BOISE, Idaho (AP) — An 18-square-mile (47-square-kilometer) forest project approved by the U.S. Forest Service in northern Idaho harms wildlife, two environmental groups say, and they have filed a lawsuit to stop it.
The Alliance for the Wild Rockies and Friends of the Clearwater filed the lawsuit Wednesday seeking to stop the Brebner Flat Project in the Idaho Panhandle National Forest.
Forest Service officials say the project includes logging and other treatments needed to improve forest health and lessen the severity of a potential wildfire.
The environmental groups said the Forest Service’s analysis of the project illegally failed to include the potential effects on grizzly bears or a wild and scenic river corridor.

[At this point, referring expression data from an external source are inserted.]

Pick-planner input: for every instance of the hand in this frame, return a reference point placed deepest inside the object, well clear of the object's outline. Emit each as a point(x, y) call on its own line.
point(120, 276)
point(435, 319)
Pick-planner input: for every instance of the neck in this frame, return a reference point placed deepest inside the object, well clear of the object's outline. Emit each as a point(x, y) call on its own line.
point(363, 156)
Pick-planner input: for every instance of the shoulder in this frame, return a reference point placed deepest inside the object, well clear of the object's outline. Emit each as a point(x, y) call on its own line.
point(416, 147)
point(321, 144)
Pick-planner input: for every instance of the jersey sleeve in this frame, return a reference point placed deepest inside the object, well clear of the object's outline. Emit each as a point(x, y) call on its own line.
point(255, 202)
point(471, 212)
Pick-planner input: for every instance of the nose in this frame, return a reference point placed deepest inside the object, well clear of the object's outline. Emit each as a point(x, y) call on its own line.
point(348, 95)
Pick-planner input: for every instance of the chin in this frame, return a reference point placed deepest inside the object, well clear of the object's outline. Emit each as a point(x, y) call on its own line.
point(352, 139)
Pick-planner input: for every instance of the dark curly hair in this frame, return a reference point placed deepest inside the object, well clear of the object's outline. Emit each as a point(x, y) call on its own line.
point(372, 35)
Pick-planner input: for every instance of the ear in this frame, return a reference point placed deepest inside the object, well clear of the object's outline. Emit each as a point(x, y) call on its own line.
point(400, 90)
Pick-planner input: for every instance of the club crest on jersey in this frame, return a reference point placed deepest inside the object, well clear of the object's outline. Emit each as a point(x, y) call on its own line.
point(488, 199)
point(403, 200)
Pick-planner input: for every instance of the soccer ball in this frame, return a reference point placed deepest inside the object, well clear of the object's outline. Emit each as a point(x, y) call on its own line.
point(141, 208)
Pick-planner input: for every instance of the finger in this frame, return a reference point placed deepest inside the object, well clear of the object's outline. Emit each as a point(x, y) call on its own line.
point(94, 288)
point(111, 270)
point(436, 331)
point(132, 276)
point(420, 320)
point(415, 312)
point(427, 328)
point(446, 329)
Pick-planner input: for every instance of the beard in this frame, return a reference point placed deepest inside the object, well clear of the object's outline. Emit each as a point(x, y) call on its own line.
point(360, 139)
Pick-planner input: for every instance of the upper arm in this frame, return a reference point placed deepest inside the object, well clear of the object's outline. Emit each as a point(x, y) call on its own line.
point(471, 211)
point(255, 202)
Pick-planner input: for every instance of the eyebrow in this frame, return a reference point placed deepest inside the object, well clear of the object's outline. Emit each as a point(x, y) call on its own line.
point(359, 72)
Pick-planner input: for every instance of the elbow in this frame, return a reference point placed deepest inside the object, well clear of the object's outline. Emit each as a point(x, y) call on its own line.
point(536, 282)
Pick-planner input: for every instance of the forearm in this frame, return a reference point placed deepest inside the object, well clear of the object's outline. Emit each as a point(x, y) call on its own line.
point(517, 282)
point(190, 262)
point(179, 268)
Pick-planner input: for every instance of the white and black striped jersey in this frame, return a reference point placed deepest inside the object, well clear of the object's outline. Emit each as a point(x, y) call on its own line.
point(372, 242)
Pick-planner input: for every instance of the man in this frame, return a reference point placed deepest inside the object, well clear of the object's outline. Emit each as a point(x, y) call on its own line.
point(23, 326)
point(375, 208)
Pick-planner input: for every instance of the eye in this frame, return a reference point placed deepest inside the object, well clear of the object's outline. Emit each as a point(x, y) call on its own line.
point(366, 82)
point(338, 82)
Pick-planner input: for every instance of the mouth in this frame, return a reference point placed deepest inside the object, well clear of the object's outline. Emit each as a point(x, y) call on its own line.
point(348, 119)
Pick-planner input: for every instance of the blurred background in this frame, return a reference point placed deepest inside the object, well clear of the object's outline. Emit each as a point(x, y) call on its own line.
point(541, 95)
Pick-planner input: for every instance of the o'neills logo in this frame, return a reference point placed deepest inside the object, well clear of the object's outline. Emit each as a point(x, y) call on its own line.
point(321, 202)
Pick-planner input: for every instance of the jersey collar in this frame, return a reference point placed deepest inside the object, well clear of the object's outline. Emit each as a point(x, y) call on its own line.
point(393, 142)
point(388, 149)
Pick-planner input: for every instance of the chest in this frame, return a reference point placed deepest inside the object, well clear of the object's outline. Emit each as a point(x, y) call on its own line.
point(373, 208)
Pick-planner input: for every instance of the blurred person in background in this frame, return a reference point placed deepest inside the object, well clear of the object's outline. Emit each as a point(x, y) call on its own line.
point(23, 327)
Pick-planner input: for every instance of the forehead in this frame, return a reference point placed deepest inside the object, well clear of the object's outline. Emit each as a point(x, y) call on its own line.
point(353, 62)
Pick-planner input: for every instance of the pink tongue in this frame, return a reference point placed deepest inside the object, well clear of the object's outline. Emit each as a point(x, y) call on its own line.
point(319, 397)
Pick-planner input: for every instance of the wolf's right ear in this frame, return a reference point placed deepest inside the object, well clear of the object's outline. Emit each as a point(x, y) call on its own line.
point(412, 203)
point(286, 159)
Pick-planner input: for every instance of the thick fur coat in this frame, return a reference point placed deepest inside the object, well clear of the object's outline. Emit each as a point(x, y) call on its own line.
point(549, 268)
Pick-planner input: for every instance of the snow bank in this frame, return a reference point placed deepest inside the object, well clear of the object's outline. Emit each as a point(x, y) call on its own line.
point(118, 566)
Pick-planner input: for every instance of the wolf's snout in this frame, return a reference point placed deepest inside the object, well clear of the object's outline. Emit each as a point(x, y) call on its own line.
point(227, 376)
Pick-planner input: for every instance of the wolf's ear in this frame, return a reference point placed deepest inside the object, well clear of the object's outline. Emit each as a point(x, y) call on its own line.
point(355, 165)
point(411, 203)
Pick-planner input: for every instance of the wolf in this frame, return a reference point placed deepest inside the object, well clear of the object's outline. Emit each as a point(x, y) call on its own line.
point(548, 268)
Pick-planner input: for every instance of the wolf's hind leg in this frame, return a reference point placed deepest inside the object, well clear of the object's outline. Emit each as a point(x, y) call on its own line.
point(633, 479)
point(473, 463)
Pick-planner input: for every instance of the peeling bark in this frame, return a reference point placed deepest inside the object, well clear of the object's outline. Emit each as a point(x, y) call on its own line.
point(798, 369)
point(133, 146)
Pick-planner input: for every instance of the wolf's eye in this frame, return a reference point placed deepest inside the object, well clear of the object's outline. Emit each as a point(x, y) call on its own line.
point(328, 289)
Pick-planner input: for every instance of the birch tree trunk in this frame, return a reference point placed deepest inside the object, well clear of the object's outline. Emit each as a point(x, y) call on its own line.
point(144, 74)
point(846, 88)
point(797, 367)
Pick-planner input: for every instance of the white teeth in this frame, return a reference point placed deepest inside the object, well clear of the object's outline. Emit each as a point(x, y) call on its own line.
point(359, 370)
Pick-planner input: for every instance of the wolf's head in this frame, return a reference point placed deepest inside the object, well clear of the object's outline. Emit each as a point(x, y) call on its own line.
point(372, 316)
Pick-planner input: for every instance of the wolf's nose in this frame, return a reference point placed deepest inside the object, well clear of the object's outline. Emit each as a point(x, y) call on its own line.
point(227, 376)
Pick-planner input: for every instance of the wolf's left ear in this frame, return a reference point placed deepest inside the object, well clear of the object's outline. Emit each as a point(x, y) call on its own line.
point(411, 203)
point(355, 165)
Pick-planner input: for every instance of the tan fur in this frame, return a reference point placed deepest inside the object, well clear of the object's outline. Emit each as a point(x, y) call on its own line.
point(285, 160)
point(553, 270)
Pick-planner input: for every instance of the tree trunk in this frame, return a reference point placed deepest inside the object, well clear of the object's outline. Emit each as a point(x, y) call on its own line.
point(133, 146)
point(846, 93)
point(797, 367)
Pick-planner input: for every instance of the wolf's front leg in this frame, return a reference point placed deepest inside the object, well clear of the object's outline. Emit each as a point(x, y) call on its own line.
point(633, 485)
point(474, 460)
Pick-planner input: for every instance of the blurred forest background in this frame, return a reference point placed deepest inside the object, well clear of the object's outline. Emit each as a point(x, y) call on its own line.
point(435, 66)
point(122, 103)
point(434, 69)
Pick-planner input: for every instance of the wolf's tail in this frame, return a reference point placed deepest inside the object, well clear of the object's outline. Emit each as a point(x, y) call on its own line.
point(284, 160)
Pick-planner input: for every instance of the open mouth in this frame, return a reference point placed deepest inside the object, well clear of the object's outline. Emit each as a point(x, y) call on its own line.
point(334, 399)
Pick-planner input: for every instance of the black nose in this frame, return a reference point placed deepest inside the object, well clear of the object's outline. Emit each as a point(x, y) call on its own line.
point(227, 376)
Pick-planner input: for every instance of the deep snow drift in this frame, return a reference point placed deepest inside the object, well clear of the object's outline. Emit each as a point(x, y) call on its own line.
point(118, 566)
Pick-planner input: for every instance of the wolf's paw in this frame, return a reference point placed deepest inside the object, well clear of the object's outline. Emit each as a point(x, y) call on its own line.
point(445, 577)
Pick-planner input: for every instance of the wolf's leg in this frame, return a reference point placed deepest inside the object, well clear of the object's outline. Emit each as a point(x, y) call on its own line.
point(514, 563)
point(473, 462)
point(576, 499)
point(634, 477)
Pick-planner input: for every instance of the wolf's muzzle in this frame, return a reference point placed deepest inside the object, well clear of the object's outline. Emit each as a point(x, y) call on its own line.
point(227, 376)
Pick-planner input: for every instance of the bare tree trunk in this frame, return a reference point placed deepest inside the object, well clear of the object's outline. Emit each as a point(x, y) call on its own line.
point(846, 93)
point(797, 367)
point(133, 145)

“The Forest Service misrepresented the possible presence of endangered species in the project area, ignored the dire status of elk habitat in the area, and lied about whether there was a wild and scenic river corridor in the project area,” Mike Garrity, executive director of the Alliance for the Wild Rockies, said in a statement.
Wyn Hornbuckle of the U.S. Department of Justice, which defends federal agencies against lawsuits, said the agency was reviewing the lawsuit and didn't offer a comment.
The Forest Service in an environmental analysis of the project said large fires in 1910 and 1934 along with fire suppression in following decades reduced the presence of white pine, western larch and Ponderosa pine.
The agency said those species were replaced with more shade-tolerant grand fir, Douglas fir and Lodgepole pine.
The agency said the current composition of the tree species in the project area doesn't reflect the forest plan and has made the forest more susceptible to insects and disease.